English · Español

Phase 34 — Observability, Cost & Capacity¶

Requires: 33 — Inference Serving: From FastAPI to Continuous Batching Teaches: observability · red-metrics · opentelemetry · prometheus · grafana · cost-accounting Jump to any chapter from the phase reference index.

Chapter map¶

Pre-written per A12. This phase entry exists before Borja begins study. Theory and lab problem statements are stable drafts; solutions are written just-in-time at phase open.

🇪🇸 Después de servir el modelo en Fase 33, ahora hay que verlo servir. RED (qué hace el servicio), USE (qué hace el hierro), trazas (qué pasó en una petición concreta) y coste (cuánto valió). Una observabilidad sin medir coste es un dashboard bonito; con coste, es ingeniería.

Goal¶

Wire instrumentation around the Phase 33 inference server such that, after 5 minutes of synthetic load, a single Grafana dashboard answers four questions:

Rate / errors / latency of the service.
Resource saturation (CPU, RAM, queue depth, KV-cache slots).
One request's trace — every span from HTTP-in to HTTP-out.
Cost of that request, broken into prefill, decode, and retrieval.

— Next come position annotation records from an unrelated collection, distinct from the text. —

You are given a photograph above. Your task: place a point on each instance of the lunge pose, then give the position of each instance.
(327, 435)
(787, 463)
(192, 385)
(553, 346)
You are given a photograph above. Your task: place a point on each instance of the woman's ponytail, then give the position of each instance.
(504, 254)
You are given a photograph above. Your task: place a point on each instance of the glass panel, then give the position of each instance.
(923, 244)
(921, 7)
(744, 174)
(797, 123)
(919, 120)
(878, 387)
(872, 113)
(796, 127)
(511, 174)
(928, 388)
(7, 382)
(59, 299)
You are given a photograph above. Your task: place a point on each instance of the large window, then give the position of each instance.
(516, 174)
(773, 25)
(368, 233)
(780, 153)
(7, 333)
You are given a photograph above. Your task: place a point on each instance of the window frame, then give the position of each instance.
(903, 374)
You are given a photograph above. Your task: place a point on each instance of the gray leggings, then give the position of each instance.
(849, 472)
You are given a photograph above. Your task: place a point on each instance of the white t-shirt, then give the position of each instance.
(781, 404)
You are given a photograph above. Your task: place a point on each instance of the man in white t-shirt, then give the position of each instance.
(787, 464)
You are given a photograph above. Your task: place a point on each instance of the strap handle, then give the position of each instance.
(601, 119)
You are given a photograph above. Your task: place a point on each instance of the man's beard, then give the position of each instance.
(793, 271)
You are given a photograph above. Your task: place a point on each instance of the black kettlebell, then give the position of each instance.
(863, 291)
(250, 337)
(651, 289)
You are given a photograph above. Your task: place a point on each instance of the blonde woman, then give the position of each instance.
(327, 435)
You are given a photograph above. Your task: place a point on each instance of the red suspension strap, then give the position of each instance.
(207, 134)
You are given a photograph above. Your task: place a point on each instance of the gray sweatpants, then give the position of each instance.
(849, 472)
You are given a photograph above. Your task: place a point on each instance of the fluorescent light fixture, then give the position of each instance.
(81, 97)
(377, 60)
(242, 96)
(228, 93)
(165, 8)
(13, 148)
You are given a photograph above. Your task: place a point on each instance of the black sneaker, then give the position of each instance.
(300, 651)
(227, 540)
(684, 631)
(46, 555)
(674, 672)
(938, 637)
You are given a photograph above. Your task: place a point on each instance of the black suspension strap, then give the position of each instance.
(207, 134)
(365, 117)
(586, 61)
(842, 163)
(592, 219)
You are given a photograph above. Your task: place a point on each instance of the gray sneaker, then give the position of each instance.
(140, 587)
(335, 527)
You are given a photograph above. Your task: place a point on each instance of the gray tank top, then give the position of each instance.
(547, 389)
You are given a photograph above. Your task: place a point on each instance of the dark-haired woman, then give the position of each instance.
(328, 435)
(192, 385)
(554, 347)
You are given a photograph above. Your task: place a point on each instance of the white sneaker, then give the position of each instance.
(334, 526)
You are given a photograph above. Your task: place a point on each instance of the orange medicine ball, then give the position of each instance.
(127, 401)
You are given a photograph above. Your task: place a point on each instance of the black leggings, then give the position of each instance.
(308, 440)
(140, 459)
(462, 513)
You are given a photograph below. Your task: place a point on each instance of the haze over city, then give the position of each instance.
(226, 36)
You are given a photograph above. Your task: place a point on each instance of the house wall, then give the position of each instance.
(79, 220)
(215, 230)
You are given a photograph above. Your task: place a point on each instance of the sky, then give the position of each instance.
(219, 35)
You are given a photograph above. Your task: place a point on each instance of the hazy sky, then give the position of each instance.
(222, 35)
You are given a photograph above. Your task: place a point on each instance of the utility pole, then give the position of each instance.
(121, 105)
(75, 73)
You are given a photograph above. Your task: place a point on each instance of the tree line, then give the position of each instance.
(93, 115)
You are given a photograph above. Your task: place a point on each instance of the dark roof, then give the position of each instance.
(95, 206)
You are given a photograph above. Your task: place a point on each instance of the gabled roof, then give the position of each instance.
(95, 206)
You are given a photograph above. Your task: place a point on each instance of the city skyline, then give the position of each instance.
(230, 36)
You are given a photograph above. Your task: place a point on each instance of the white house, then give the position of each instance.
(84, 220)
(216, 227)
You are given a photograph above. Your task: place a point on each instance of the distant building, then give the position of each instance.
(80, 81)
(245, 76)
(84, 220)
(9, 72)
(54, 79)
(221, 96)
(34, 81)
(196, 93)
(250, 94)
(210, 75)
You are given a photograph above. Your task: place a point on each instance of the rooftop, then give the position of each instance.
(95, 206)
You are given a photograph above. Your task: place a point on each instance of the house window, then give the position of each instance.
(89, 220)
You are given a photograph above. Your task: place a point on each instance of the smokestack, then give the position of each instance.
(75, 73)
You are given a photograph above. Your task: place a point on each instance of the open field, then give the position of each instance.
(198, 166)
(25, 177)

The phase introduces src/observability/ as the canonical home for metrics, traces, structured logs, and the cost tracker.

Read order¶

theory/00-motivation.md — why "make it run" and "make it observable" are different problems.
theory/01-red-use-metrics.md — the two metric philosophies, what they measure, what they miss, and how they combine for LLM serving.
theory/02-cost-accounting.md — the cost formula, why p95 cost matters more than mean cost, the trap of label cardinality.
theory/03-tracing-and-logging.md — OpenTelemetry spans, context propagation, the trace_id/span_id/request_id triad in structlog.
lab/00-prom-grafana-up.md — bring Prometheus + Grafana up locally via docker-compose. One-shot bootstrap.
lab/01-instrument-server.md — add the six core metrics to the Phase 33 server.
lab/02-tracing-end-to-end.md — wire OTel through the request path; visualize a single trace in Tempo.
lab/03-cost-and-loadtest.md — implement the cost tracker; run a load test; populate the dashboard; commit the screenshot.

solutions/ is empty during pre-write — populated at phase open after Borja's Phase 33 server is in place.

Definition of Done¶

See PHASE_34_PLAN.md §6. Briefly:

src/observability/ module wired into the Phase 33 server.
Dashboard JSON committed under infra/grafana/dashboards/llm.json.
A 5-minute, ≥100-RPS load test screenshot in experiments/34-load-test/.
Cost per 1k output tokens reported as a single number with a p95 (e.g., "mean €0.0083, p95 €0.041").
/quiz 34 ≥ 70%.

What this phase intentionally does NOT cover¶

Distributed observability across multiple nodes. Phase 35 territory (since that's where multiple nodes appear).
GPU-specific metrics (nvidia-smi-style USE). Also Phase 35.
Long-term storage of metrics (Mimir, Thanos). YAGNI for a learning project; in-memory Prometheus is fine.
APM-style code-level profiling (py-spy, pyroscope). Touched in Phase 33 already; not re-introduced here.
Alerting + paging (Alertmanager, PagerDuty). Phase 38 territory.
Tracking model-quality metrics over time (drift, regression). Phase 38 + Phase 40.

Phase 34's scope is the operational observability of a single-node LLM serving stack. Nothing more.